Overview#

Introduction#

The main class objects are the Optimizer and the HyperparameterSpace classes.

The optimizer Optimizer is able to optimize any model that complies with the sklearn API. The HyperparameterSpace class is used to define the hyperparameters that will be optimized, either the fixed hyperparameters or the hyperparameters that will be optimized.

Usage#

To use the Optimizer class:

  1. Define your features and labels.

2. Choose a model to optimize that complies with the sklearn API. (e.g. XGBClassifier). 2. Create an instance of HyperparameterSpace with the hyperparameters that you want to optimize. 3. Call the optimize_clf() method to start the optimization process.

Note

There are default HyperparameterSpaces defined in the conf folder for the most common models. You can use the HyperparameterSpace.get_default_hyperparams(class) (class e.g. XGBClassifier).

There are several parameters than can be passed to the Optimizer constructor:

  • estimator_class: The class of the model to optimize. It should comply with the sklearn API.

  • X: The features of your dataset.

  • y: The labels of your dataset.

  • folder: The folder where the files and folder will be saved. Defaults to the current directory.

  • log_file: The name of the log file. Defaults to mloptimizer.log.

  • hyperparam_space: The hyperparameter space to use for the optimization process.

  • eval_function: The function to use to evaluate the model. Defaults to train_score.

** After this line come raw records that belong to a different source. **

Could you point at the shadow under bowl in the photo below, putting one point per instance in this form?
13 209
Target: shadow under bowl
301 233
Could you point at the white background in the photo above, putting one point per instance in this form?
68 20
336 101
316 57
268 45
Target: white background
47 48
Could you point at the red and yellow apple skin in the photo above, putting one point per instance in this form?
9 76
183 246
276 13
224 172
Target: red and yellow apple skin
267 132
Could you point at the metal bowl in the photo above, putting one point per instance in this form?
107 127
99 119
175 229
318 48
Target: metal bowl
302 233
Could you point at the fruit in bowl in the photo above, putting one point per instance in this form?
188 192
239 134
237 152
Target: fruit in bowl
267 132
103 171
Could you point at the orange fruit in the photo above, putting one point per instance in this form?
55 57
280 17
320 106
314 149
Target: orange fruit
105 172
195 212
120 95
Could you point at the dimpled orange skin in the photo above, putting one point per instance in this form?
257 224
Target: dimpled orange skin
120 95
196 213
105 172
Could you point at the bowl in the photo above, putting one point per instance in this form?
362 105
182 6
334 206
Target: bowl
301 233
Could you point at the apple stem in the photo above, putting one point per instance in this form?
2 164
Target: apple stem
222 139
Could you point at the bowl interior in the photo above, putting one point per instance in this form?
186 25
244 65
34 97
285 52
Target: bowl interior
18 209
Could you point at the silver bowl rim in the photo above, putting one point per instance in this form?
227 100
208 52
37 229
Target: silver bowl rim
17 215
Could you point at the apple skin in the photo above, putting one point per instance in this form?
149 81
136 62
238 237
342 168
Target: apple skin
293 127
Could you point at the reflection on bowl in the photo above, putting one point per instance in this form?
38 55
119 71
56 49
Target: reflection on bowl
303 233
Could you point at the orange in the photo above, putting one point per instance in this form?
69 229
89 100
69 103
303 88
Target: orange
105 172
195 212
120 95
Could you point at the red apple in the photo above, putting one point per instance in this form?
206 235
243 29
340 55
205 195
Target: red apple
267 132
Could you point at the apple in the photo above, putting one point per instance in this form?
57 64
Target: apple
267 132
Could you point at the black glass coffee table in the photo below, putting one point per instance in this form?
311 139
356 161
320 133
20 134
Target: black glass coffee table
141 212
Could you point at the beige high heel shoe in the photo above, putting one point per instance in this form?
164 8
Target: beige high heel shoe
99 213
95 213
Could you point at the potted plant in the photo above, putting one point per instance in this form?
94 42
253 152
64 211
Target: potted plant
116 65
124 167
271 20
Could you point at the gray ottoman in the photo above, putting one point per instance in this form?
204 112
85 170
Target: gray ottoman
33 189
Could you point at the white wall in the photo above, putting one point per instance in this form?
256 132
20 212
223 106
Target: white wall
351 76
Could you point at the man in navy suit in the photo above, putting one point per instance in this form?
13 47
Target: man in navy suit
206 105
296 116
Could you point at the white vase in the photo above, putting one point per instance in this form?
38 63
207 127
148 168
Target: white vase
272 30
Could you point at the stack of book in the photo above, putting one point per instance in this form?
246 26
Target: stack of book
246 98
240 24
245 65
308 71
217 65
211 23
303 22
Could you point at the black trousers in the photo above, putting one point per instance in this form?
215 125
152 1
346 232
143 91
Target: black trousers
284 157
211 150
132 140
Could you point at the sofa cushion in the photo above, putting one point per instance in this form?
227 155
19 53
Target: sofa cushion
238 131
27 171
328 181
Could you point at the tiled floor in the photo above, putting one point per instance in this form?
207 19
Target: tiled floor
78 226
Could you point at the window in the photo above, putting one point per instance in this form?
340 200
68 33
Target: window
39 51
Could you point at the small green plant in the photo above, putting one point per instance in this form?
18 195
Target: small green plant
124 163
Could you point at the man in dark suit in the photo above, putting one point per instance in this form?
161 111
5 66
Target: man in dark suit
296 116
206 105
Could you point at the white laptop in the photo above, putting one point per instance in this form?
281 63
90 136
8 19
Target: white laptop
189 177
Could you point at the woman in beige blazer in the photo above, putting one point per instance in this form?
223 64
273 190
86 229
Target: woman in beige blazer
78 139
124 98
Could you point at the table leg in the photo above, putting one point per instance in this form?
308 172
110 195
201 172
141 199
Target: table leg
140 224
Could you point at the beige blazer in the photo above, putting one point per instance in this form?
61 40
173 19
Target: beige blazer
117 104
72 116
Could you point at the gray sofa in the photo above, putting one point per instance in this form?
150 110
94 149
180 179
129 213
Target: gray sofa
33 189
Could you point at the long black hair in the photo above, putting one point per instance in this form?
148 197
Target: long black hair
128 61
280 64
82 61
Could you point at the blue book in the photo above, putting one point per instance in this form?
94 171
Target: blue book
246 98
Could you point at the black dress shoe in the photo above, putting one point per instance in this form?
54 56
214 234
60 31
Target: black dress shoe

  • score_function: The function to use to score the model. Defaults to accuracy_score.

  • seed: The seed to use for reproducibility. Defaults to a random integer between 0 and 1000000.

Default Usage Example#

The simplest example of using the Optimizer is:

  • Store your features and labels in X and y respectively.

  • Use HyperparameterSpace.get_default_hyperparams(XGBClassifier) to get the default hyperparameters for the model you want to optimize.

  • Create an instance of Optimizer with your classifier class, hyperparameter space, data and leave all other parameters to their default values.

  • Call the optimize_clf() method to start the optimization process. You can pass the population size and the number of generations to the method.

  • The result of the optimization process will be a object of type XGBClassifier with the best hyperparameters found.

from mloptimizer.core import Optimizer
from mloptimizer.hyperparams import HyperparameterSpace
from xgboost import XGBClassifier
from sklearn.datasets import load_iris

# 1) Load the dataset and get the features and target
X, y = load_iris(return_X_y=True)

# 2) Define the hyperparameter space (a default space is provided for some algorithms)
hyperparameter_space = HyperparameterSpace.get_default_hyperparameter_space(XGBClassifier)

# 3) Create the optimizer and optimize the classifier
opt = Optimizer(estimator_class=XGBClassifier, features=X, labels=y, hyperparam_space=hyperparameter_space)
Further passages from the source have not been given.